It’s easy to see why it gets produced so much. With just the two characters, a unit set, and chewy roles for two young actors — he’s black, she’s white — it ticks a lot of boxes on a theater scheduler’s to do list. It’s also, just faintly, possible to see why it was a finalist for the vastly prestigious Susan Smith Blackburn Prize two years ago: Its seriousness and teen-relatability come self-endorsed with hat-tips not only to Whitman, but also to Coltrane, Facebook, Jerry Lee Lewis, and Pop-Tarts. Even the plot twist does its bit, keeping the play narratively “unstable” in the currently fashionable manner and providing a juicy topic for the inevitable post-show talkbacks. (Discuss Gunderson’s use of Whitman’s line “For every atom belonging to me as good belongs to you.”)

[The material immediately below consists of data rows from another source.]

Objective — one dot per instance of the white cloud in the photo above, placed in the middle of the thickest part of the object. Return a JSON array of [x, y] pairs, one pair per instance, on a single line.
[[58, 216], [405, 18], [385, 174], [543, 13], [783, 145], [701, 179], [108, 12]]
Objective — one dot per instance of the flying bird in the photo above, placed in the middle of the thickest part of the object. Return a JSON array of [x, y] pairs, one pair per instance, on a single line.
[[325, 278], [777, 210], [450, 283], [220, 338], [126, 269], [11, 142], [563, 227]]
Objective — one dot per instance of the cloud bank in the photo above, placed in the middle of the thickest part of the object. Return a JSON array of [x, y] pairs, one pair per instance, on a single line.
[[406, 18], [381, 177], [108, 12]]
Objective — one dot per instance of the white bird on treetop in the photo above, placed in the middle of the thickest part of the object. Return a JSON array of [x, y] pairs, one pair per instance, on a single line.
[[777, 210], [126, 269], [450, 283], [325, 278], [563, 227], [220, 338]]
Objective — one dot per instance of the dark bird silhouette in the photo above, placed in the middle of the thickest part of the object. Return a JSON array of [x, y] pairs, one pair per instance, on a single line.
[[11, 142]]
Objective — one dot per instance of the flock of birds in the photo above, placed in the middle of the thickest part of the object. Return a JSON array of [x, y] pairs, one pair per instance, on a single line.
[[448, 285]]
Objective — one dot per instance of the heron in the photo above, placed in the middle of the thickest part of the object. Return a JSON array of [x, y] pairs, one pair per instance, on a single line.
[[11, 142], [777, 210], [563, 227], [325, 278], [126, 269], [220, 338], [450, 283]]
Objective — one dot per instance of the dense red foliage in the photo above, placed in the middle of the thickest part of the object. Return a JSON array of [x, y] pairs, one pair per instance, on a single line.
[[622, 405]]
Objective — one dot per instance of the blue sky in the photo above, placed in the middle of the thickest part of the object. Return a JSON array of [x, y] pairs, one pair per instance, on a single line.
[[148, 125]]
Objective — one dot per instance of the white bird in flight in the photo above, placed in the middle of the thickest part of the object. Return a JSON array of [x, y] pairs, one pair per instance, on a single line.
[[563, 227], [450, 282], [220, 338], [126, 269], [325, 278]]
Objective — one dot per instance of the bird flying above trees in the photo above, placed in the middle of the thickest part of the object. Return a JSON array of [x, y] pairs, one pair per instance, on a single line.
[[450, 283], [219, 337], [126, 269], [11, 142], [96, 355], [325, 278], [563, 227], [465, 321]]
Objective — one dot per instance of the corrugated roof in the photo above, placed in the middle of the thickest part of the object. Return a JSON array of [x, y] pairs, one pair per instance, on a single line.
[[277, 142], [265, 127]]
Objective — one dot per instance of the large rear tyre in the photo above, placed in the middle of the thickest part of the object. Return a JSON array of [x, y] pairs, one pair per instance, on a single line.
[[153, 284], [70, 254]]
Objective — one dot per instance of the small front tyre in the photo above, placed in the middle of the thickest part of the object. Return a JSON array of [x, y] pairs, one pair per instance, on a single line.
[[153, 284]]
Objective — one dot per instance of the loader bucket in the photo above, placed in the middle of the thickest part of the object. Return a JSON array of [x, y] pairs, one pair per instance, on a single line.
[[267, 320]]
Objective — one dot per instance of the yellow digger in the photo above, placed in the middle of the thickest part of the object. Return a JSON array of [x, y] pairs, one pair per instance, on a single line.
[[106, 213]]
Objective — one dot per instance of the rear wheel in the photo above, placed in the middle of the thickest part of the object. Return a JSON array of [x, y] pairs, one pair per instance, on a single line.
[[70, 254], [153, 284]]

But none of this overrides the play’s pervasively synthetic conception. In borrowing an idea of teenage angst from “problem” movies, it diminishes the real perils teenagers face; in borrowing a coup de théâtre from countless metaphysical mysteries, it dilutes the intellectual power of theater. (This production, directed by Sean Daniels and featuring Kayla Ferguson and Reggie D. White, only exaggerates those failings; every obstacle and intention is underlined as if with a fluorescent highlighting pen.) It’s not so much bad as false. As such, I have to believe that a play like I and You is popular mostly in places where there isn’t much choice of product. The options are often just as dispiriting here in New York, but there are so many more of them. 

I and You is at 59E59 through February 28.